Cardinal Juan Jose Omella said that Pope Francis had told a private meeting with local bishops that he is “worried” by the new measure, which is soon to be discussed by the Spanish senate. If passed, the new law would make Spain the fourth European nation to legalise euthanasia, after Belgium, the Netherlands and Luxembourg. In Omella’s words, the Pope is particularly concerned by the impact of such a decision on all life issues, including “from the child in the mother’s womb until death”.

Speaking to journalists after his meeting with the Pope, Omella stressed that “Death is not the end”. “If we say that this is it,” he added, “we’re taking hope and spirituality away, things we all carry in our heart. The human person is called to eternity and love.”

The Spanish episcopate have strongly criticised the proposed changes, issuing a statement on September 14 opposing the new law - arguing that it denies both human dignity and “the social dimension of the human being”.  Speaking September 13, the Archbishop of Valencia, Cardinal Antonio Cañizares Llovera, called the proposal “monstrous”, and warned that if passed, it would constitute a “historic defeat...for Spain, and for humanity itself”. The Bishops have proposed a new palliative care law as an alternative to the legalisation of euthanasia and assisted suicide.

The proposed legislation would enable terminally ill adults, and those chronic disabilities, request euthanisation in the Spanish public health system. Currently, cooperation in someone’s suicide can lead to homicide charges and years in prison. 84% of Spaniards are in favor of decriminalisation according to a 2018 national opinion poll.

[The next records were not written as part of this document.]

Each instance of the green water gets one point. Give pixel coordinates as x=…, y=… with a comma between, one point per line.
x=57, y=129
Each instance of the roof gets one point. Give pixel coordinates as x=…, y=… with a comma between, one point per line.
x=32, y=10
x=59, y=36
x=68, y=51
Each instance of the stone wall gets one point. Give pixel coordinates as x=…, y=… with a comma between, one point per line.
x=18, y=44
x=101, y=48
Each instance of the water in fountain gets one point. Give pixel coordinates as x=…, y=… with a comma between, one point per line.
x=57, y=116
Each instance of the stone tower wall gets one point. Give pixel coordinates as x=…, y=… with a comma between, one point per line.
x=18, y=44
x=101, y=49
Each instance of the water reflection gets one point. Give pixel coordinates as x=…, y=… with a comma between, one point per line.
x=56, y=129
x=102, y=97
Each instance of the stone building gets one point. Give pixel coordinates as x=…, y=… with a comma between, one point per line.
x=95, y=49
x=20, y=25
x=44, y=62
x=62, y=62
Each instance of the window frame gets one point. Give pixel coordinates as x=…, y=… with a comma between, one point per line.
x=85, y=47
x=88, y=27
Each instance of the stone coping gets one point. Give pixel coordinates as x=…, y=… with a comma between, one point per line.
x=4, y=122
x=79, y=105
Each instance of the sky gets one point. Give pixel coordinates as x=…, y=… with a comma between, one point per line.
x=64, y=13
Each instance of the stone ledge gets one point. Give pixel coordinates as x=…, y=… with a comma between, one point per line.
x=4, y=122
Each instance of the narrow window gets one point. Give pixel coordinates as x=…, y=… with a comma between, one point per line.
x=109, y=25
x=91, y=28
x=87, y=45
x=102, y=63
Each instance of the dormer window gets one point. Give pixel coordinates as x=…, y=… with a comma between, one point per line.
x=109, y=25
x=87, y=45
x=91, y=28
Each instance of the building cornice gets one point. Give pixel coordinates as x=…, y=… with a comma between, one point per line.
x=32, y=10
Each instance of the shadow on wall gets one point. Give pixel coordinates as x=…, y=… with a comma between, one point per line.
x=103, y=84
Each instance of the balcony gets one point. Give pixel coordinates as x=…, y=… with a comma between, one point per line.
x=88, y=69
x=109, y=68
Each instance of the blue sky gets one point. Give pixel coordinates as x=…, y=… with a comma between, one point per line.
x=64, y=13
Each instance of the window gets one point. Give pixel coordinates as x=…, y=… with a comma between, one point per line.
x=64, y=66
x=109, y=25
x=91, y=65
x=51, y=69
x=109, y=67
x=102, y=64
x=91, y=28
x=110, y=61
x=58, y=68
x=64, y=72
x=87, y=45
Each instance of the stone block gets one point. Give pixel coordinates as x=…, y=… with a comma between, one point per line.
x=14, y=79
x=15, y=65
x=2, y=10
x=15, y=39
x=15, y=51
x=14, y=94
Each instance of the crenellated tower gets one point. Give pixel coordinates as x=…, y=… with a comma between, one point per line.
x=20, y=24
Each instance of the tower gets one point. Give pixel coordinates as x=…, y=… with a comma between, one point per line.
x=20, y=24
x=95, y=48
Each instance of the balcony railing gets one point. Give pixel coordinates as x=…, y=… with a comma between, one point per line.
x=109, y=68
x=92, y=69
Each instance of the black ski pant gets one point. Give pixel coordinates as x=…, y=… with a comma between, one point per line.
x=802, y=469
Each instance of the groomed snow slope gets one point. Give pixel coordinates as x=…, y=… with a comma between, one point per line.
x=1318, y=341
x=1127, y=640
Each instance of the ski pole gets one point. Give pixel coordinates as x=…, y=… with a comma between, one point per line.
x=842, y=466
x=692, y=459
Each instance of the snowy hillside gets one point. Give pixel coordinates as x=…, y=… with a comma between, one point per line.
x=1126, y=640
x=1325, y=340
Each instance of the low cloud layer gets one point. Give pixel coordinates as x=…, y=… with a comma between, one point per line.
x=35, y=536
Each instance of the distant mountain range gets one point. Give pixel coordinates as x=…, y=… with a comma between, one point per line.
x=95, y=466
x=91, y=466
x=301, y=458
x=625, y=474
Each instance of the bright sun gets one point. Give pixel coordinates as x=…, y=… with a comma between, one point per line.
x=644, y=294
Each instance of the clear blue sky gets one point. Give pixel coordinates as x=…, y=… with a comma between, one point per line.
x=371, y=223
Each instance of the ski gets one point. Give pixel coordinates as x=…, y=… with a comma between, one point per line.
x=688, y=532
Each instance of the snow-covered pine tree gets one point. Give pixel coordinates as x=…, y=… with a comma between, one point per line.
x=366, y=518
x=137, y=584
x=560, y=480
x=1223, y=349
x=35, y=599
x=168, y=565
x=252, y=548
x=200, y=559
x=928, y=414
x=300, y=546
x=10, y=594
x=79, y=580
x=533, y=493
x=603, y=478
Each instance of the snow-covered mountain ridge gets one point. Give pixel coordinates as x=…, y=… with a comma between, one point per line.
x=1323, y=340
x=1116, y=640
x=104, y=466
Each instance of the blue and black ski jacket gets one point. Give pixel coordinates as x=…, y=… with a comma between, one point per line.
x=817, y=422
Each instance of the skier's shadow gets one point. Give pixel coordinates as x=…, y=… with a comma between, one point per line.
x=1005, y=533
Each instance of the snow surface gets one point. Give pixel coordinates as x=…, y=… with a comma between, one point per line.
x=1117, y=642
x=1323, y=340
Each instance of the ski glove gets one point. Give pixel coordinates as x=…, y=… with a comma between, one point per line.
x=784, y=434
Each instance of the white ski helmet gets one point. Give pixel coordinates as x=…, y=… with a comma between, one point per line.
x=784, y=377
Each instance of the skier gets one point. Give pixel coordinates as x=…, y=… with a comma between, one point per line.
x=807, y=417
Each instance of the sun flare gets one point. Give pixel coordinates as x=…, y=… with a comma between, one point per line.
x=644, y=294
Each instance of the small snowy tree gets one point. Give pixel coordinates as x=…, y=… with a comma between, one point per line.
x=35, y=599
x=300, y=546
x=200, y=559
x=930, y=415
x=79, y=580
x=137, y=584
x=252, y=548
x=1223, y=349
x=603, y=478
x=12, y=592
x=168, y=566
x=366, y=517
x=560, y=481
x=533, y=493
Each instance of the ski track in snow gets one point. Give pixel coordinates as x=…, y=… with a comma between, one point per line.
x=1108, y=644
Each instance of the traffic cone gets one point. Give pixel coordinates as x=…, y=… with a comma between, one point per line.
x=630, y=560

The events in Spain are part of a broader turn towards the legalisation of euthanasia and assisted suicide across Europe. In Ireland, a “Dying with Dignity” bill has been reintroduced to the Dáil, and is expected to pick up support from several minor parties. The bill, originally tabled in 2015, proposes to “make provision for assistance in achieving a dignified and peaceful end of life to qualifying persons and related matters”.